It's not all in your imagination! Virtual worlds, like Second Life, offer opportunities to engage in all the activities I described, and even more. Considering all there is on offer in Second Life can boggle the mind. Continuously, I'm amazed at the ways virtual worlds are used in efforts that enhance the quality of life for many people.
A few quick examples that come to mind are the EMT programs that use SL to train their employees in protocol for emergencies, the educational institutions that have SL replicas of their real life buildings (along with collections that may be accessed), and architects who have offices in SL for the purpose of building models that may be experienced by clients prior to real life builds. This list doesn't even begin to scratch the surface.
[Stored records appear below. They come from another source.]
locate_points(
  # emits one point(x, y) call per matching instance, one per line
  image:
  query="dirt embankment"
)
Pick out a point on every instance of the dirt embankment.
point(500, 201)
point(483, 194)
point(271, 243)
For those interested in artistic expression, SL has you covered. Live music concerts, a theater company, and expansive galleries showcasing RL (real life) and SL art are at the ready. You can even build your own home or other content by using the building tools provided by the program. Content builders in SL often sell their work and develop businesses. A few have even used their SL business to springboard RL businesses and now work in SL alone. That's certainly not the norm, but it does happen.
Before I begin sounding like a commercial (oops, have I already?), let me put the brakes on a bit. Second Life offers amazing opportunities, true enough. However, there are cautions. The environment functions like a self-contained world in many ways and all the cautions one would implement in RL should be implemented in SL, to a large degree. Being safe is paramount and one should take pains to protect personal information. There is good and evil in SL, just like in RL.
Another concern is that of isolation. It's interesting to me that, while we live in an age of amazing communication tools, we seem to be becoming more and more isolated. Our focus is often on our latest text message instead of the people sharing the room space with us. Because SL is a captivating, immersive environment, there are those who find it easy to trade the uncertainties of RL for the relative safety of SL. Slowly and insidiously, SL begins to function as some sort of anemic replacement for RL and the individual runs the risk of becoming insular and without the necessary RL person-to-person interactions important to sustain positive mental health. This phenomenon is to be guarded against.
My experience in SL has been amazing. I've met a diverse group of intelligent, creative, and thoughtful people who have shared their lives with me as I've shared mine with them. We've become close in RL, in many instances, as well as in SL, and I've had the good fortune to meet many of them in RL (all appropriate precautions taken). Perhaps someday, I'll share some of my adventures. :-)
But the point is, SL offers a mechanism through which we can traverse the globe from the comfort of our own homes and interact with a variety of individuals representing myriad facets of the human experience. What an amazing opportunity! Recently, I spent an evening in an SL club and enjoyed spirited conversation with people from England, The Netherlands, Germany, the US, and France...all at once! We were all talking, listening to the same music at the same time, commenting on world events, dancing, and sharing some laughs. It's a regular experience in SL.
My goal is not to talk you into getting an account, though you may choose to do that. My goal is to share a little of my experience and perhaps cause you to consider the possibilities. I believe that we only open the door for change and growth when we stretch and open ourselves to new experiences. Perhaps SL will be your next adventure!